As I said, I don't work in an academic setting per se, although we do
have medical residents calling us for reports.  The one institution that
sends us specimens is a medical school, so many of the specimens taken
are ordered by residents.  A research setting is probably totally
different, and I have no experience with anything like that.

Good luck with your paper.

Judy Dilworth, M.T. (ASCP)
Microbiology (Clinical) 27 years

P.S.  I have a B.A. in Biology, earned way back in '71 from a small
liberal arts school.  I went through medical technologist training for
one year at a local hospital's school of medical technology, and earned
my M.T. (ASCP) in 1974.  ASCP stands for the American Society of
Clinical Pathologists, probably the largest accreditation agency for
medical technologists in the US (see web site below):  

http://www.ascp.org/bor/index.asp

Jason wrote:
> 
> I am a student in college, and need some assistance with a research paper I
> am doing... If you would take the time to help me I would be very
> appreciative.
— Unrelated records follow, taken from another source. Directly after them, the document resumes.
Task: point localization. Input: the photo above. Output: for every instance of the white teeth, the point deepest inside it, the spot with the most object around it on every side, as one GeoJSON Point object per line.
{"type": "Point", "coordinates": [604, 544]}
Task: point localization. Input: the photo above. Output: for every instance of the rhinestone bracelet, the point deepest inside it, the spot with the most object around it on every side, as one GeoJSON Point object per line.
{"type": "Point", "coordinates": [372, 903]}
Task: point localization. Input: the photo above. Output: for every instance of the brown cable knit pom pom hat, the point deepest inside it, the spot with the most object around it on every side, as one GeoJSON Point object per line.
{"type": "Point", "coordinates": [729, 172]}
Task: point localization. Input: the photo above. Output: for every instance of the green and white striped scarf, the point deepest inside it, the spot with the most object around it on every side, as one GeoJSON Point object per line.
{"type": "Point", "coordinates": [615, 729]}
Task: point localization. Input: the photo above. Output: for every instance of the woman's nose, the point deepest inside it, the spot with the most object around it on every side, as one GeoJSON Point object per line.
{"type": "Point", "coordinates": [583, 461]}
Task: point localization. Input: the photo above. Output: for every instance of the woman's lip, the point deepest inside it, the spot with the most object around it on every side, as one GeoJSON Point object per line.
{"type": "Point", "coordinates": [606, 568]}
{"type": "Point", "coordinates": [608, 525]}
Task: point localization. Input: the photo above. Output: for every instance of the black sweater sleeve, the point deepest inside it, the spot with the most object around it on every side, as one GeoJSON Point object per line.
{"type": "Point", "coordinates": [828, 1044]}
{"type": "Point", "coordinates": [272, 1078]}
If anyone has a BS in Microbiology, or any Microbiology
> degree, please answer me this one question...
> 
> 1) How do you communicate in your everyday job environment? Do you do lab
> reports? Formal Presentations? Email? Do you work in groups? If so, how many
> people?
> 
> I am trying to do a study on how communcation exists in the Microbiological
> field after college... Any help would be greatly appreciated.